2. The Rule 12(b) (6) motion filed by defendants Federal Insurance Company (Federal) and the Chubb Group of Insurance Companies (Chubb), (Record Document No. 9) is considered as a motion for summary judgment pursuant to Fed.R.Civ.P. 12(b) (6) and 56. The motion is granted.
3. The Clerk of Court is directed to enter judgment in favor of defendants and against plaintiff Carl Kline and to close this case.NOTES
 28 U.S.C. §§ 2201-2202. Section 2201(a) provides, in relevant part:
In a case of actual controversy within its jurisdiction ... any court of the United States, upon the filing of an appropriate pleading, may declare the rights and other legal relations of any interested party seeking such declaration, whether or not further relief is or could be sought. Any such declaration shall have the force and effect of a final judgment or decree and shall be reviewable as such.
28 U.S.C. § 2201.
 The other named defendants are American Manufacturers Mutual Insurance Company (American) and Federal Insurance Company (Federal).
American is Kemper-related company. The claims against the two companies will be addressed jointly, with both companies being referred to as "Kemper".
Federal is Chubb-related company. The claims against the two companies will be addressed jointly, with both companies being referred to as "Kemper".
 See: Plaintiff's complaint, exhibits "A", "B" and "C".
 See: Plaintiff's complaint, exhibit "D".
 A copy of the policy is attached to Kemper's motion to dismiss (Record Document No. 8) as an exhibit.
 The Age Discrimination in Employment Act, 29 U.S.C. §§ 621-34 (1988) ("ADEA"). Kline also asserts a claim under the Pennsylvania Human Relations Act, 43 Pa.Stat.Ann. §§ 952-963.

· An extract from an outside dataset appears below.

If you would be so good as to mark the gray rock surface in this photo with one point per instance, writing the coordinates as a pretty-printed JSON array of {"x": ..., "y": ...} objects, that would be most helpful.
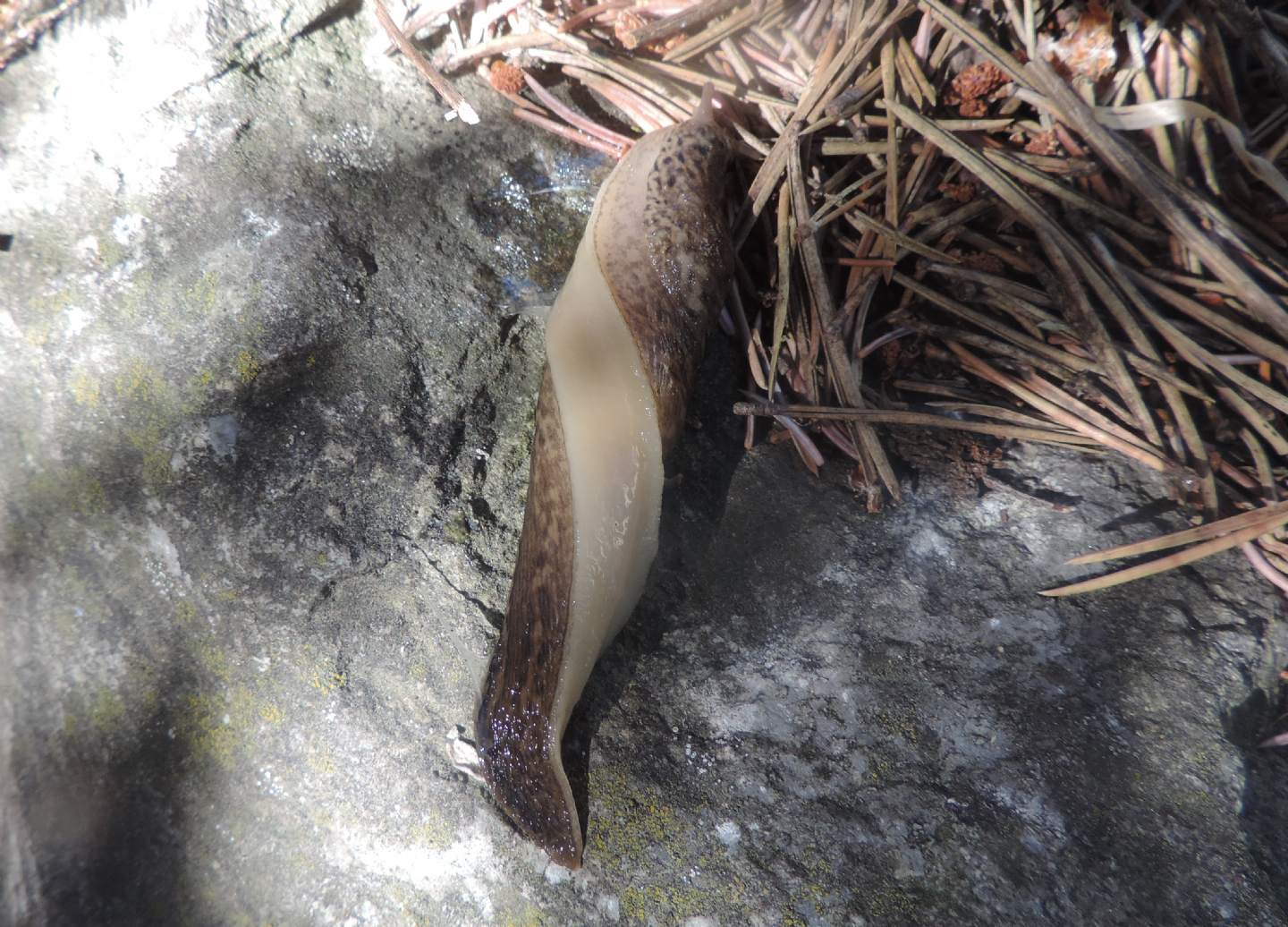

 At a case management conference held June 24, 1993, plaintiff's counsel agreed that no further discovery was necessary and had no objection to the court's ruling on the outstanding motions as motions for summary judgment.
 Choice-of-law decisions are governed by the choice-of-law rules of the forum state. Klaxon v. Stentor Electric Manufacturing Co., 313 U.S. 487, 61 S. Ct. 1020, 85 L. Ed. 1477 (1941).
In this instance, Pennsylvania choice-of-law rules require application of Pennsylvania law. All of the events took place in Pennsylvania. The policies were issued here, Wall to Wall conducted business here, and Kline worked in one of Wall to Wall's Pennsylvania stores. No other state has any contact with the events giving rise to either this action or the state court action. Griffith v. United Air Lines, 416 Pa. 1, 203 A.2d 796 (1964). Both sides agree that Pennsylvania law applies.
 In diversity cases, the District Court is bound to follow the substantive law of the state in which the Court sits. Erie Railroad v. Tompkins, 304 U.S. 64, 58 S. Ct. 817, 82 L. Ed. 1188 (1938). Therefore this court is bound by the decisions of the Supreme Court of Pennsylvania. In the absence of an authoritative pronouncement from the highest court, district courts are obliged to give due regard to the decisions of the forum state's intermediate appellate court as an indicia of how the state's highest court would decide the issue. Connecticut Mutual Life Insurance Co. v. Wyman, 718 F.2d 63, 66 (3d Cir.1983) and Ciccarelli v. Carey Canadian Mines, Ltd., 757 F.2d 548, 553 (3d Cir.1985).
 The "occurrence" based coverage of the American/Kemper primary policies discussed above is typical. We note without exploring the possibility that plaintiff has no claim under the Federal/Chubb excess coverage policies for the same coverage-restriction reasons.